DEMOCRACÍMETRO HUNDIDO

DEMOCRACÍMETRO HUNDIDO

Democracímetro

El instrumento que mide el nivel de democracia en España ha bajado a los infiernos, haciendo saltar por los aires la esperanza de los demócratas, porque la realidad político-social confirma la medición del democracímetro que se encuentra a niveles inferiores a cero absoluto, porque no hay democracia en un país donde la justicia discrimina a los ciudadanos y sentencia delincuentes en función de su poder o cuenta corriente.

No hay democracia en un país donde se oculta la verdad haciendo de la transparencia institucional una quimera y de la opacidad norma de conducta.

No hay democracia en un país contaminado de corrupción desde Finisterre a Gata y desde Creus a Tarifa, salpicando zarzuelas, concejos, diputaciones y partidos.

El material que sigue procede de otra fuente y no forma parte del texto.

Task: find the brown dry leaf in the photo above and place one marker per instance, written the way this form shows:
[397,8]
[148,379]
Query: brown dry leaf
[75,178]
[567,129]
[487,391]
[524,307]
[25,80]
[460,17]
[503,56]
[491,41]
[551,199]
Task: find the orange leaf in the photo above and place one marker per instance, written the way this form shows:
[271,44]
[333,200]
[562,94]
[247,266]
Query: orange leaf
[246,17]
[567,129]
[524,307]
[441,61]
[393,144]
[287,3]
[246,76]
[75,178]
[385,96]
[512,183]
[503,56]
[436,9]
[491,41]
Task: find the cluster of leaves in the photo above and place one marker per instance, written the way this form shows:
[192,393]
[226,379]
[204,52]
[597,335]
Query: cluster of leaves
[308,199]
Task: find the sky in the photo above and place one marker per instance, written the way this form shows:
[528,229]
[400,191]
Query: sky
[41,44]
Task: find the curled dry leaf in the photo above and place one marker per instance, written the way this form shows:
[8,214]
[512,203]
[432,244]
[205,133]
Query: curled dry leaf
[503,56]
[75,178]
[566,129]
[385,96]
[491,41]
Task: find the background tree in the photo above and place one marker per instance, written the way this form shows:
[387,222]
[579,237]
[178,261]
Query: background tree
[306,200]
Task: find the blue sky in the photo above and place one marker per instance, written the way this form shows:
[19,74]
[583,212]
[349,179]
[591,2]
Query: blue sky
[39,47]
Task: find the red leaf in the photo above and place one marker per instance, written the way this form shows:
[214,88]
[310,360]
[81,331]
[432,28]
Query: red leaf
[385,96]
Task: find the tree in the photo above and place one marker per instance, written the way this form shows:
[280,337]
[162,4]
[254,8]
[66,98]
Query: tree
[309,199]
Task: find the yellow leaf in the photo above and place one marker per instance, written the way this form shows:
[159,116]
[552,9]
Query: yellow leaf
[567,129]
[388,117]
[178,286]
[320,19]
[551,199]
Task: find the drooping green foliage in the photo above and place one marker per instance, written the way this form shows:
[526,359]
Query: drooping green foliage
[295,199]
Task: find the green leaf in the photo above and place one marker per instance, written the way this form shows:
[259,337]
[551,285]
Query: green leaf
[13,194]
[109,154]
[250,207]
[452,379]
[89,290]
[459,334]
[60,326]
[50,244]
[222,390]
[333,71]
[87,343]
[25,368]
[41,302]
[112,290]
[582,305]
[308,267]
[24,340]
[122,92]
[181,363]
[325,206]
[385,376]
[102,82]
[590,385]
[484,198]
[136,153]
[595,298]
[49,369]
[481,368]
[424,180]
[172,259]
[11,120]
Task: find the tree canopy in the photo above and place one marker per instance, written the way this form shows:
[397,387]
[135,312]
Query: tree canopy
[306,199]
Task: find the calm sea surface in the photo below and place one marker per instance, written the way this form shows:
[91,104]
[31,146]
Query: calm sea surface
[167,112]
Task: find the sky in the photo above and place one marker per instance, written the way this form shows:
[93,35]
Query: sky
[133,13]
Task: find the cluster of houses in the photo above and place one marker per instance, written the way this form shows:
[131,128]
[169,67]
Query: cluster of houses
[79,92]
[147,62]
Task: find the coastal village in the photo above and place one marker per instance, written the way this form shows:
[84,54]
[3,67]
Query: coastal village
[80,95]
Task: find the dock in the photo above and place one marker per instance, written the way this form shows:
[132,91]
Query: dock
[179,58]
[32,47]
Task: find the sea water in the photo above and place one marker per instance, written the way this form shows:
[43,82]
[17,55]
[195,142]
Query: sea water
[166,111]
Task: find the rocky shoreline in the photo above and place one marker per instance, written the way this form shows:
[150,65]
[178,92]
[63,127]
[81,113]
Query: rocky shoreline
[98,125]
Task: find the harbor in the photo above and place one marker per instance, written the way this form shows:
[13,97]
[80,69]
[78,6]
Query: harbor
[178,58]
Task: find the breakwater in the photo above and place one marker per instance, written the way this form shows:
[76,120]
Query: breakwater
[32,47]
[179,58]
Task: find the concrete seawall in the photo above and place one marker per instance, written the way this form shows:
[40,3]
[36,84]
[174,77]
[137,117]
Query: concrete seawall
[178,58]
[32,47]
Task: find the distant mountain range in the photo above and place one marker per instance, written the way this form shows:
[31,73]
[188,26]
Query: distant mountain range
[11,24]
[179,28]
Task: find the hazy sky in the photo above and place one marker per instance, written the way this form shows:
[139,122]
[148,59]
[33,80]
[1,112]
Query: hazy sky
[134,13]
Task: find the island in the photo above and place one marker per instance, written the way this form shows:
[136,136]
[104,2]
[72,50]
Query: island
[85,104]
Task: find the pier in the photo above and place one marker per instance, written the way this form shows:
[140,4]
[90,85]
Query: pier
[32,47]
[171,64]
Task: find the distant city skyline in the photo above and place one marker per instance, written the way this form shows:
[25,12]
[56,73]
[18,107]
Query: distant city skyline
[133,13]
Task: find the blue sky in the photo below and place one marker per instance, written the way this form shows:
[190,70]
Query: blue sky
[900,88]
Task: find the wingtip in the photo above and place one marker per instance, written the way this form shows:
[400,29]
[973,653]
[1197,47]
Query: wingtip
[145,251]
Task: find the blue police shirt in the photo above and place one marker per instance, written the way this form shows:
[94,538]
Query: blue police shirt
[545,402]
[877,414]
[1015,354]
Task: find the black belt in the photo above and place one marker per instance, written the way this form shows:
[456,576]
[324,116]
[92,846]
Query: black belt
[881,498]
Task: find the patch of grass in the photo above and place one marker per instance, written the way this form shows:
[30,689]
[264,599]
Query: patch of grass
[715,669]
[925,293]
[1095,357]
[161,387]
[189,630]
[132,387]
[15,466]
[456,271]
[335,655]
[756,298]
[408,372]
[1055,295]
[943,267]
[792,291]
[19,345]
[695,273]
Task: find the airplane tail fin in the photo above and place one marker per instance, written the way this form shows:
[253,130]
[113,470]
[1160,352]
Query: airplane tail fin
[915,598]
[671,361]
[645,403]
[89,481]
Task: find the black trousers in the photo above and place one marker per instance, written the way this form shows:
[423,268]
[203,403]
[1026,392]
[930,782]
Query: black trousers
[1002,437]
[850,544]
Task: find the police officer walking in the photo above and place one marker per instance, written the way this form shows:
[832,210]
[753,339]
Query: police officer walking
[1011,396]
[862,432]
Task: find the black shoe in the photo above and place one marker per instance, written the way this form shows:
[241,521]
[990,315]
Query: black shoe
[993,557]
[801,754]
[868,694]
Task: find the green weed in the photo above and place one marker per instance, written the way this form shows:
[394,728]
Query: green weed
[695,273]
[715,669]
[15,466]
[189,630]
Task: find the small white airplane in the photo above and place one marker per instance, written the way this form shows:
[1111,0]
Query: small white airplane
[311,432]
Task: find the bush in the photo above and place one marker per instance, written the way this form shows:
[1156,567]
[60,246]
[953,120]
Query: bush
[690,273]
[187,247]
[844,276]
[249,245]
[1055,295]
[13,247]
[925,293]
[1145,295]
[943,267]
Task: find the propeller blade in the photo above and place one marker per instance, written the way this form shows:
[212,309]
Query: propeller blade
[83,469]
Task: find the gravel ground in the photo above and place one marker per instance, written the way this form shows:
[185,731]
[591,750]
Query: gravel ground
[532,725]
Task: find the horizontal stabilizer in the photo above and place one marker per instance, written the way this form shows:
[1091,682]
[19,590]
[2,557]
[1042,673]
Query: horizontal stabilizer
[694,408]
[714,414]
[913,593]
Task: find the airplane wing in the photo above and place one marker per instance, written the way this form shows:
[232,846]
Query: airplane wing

No hay democracia en un país que secuestra la voluntad popular un minuto después de abrir las urnas, cuando se concluye el escrutinio de papeletas y se proclama al ganador.

No hay democracia en un país donde se insulta a los desahuciados, se desprecia a los jóvenes y se reprimen manifestaciones ciudadanas pidiendo trabajo, pan y justicia.

No hay democracia en un país que convierte la mentira institucional en ley de obligado cumplimiento y hace consuetudinaria la manipulación informativa.

No hay democracia en un país donde la voz del pueblo y los pliegos de firmas ciudadanas rebotan en el frontispicio del Congreso de los Diputados contra el pueblo.

No hay democracia en un país infestado de politiqueros, que otorga sillones a prepotentes estafadores, corruptos, trepadores, ignorantes y usureros.

No hay democracia en un país donde la justicia social va mendigando por las esquinas derechos ciudadanos, dignas condiciones laborales y reparto equitativo de riqueza.

No hay democracia en un país menguado de moral colectiva, deficiente en ética institucional, quebrado de solidaridad ciudadana y sin esperanza futura.

No hay democracia en un país que vota a ciudadanos encausados judicialmente, aplaude a tonadilleras condenadas por estafadoras y tolera la prepotencia de los corruptos.

No hay democracia en un país gobernado por fácticos poderes y legislado por padrastros de la patria que mantienen torcido el Estado de Derecho.